Je continue de m’éloigner, sans rappeler mes suivantes qui s’amusent bien. Je passe devant la garde de ma suite en lui jetant un regard noir, et claque la porte.

Pauline est une rivale de poids, jeune et séduisante. Mon seul avantage, c’est qu’elle n’a plus de pilule, il faut donc que je m’arrange pour qu’elle n’en ait pas davantage pour les prochains jours. Ça ne suffira peut-être pas à la disqualifier, mais au moins à la déprécier aux yeux des gens de Kitanesbourg.

Les seules qui sont heureuses dans cette histoire, ce sont nos esclaves dont j’entends les rires jusqu’ici. Elles bénéficient d’un parc aquatique gratuitement. Je passe mes doigts sur mes jambes pour m’assurer de leur douceur pérenne. On frappe à la porte :

— C’est pour quoi ?

La voix de mon hôtesse me dit :

— Le Duc m’a fait passer des consignes pour demain soir.

— Deux secondes.

J’enfile ma robe, puis lui ouvre la porte. Elle s’étonne de se trouver nez à nez avec moi.

— Vous n’avez pas vos servantes ?

— Elles jouent aux bains. Je vous écoute.

— Les bains sont un lieu de détente pour les invitées, pas un lieu de jeu.

— Très bien, je vais les rappeler. Vos consignes ?

— Et bien, le Duc organise un dîner avec la haute société de Kitanesbourg, un prélude qui nous permettra de mieux vous connaître avant l’arrivée du Seigneur Varrok.
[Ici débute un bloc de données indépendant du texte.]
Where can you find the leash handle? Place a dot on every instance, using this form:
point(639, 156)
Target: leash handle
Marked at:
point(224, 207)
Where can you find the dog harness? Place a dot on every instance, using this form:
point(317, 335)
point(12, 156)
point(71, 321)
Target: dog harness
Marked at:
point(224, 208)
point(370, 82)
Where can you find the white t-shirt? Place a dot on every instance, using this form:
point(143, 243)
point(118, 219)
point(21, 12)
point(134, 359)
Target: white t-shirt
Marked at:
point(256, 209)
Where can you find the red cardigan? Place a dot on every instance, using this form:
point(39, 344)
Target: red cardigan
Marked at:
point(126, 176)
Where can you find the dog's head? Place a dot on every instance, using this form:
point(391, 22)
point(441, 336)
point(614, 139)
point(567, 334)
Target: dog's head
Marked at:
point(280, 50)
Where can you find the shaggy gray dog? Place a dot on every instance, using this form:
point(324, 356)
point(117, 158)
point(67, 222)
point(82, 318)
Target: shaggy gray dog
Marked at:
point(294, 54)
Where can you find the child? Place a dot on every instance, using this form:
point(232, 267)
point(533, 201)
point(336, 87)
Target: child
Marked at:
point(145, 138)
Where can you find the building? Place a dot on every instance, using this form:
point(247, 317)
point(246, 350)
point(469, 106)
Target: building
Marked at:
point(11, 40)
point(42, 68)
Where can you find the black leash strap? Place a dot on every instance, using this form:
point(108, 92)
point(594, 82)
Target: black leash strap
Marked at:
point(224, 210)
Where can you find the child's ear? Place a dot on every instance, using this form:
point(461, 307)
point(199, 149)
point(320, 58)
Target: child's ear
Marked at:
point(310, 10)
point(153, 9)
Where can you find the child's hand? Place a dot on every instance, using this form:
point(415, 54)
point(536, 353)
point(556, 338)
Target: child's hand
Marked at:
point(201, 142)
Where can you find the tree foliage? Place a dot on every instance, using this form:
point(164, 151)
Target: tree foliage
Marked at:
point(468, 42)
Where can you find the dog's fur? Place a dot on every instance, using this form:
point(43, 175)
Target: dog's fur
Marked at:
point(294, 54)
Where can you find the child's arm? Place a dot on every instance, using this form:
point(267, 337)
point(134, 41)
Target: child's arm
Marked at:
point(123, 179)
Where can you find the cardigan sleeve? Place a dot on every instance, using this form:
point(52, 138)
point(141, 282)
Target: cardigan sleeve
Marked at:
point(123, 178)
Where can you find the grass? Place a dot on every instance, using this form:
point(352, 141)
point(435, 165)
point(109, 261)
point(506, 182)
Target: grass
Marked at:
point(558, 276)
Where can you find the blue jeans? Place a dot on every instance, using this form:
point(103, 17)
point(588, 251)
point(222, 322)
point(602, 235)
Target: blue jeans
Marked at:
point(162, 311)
— D’accord. Et pour ce midi ?

— Nous pouvons vous amener à manger à toute heure.

— Parfait.

Elle s’incline, très neutre, n’affichant ni mépris ni considération sur son visage. Je ferme moi-même la porte, mais ne vais pas demander aux filles de rentrer. Cela me fait savourer des souvenirs de ma propre enfance de les entendre s’amuser.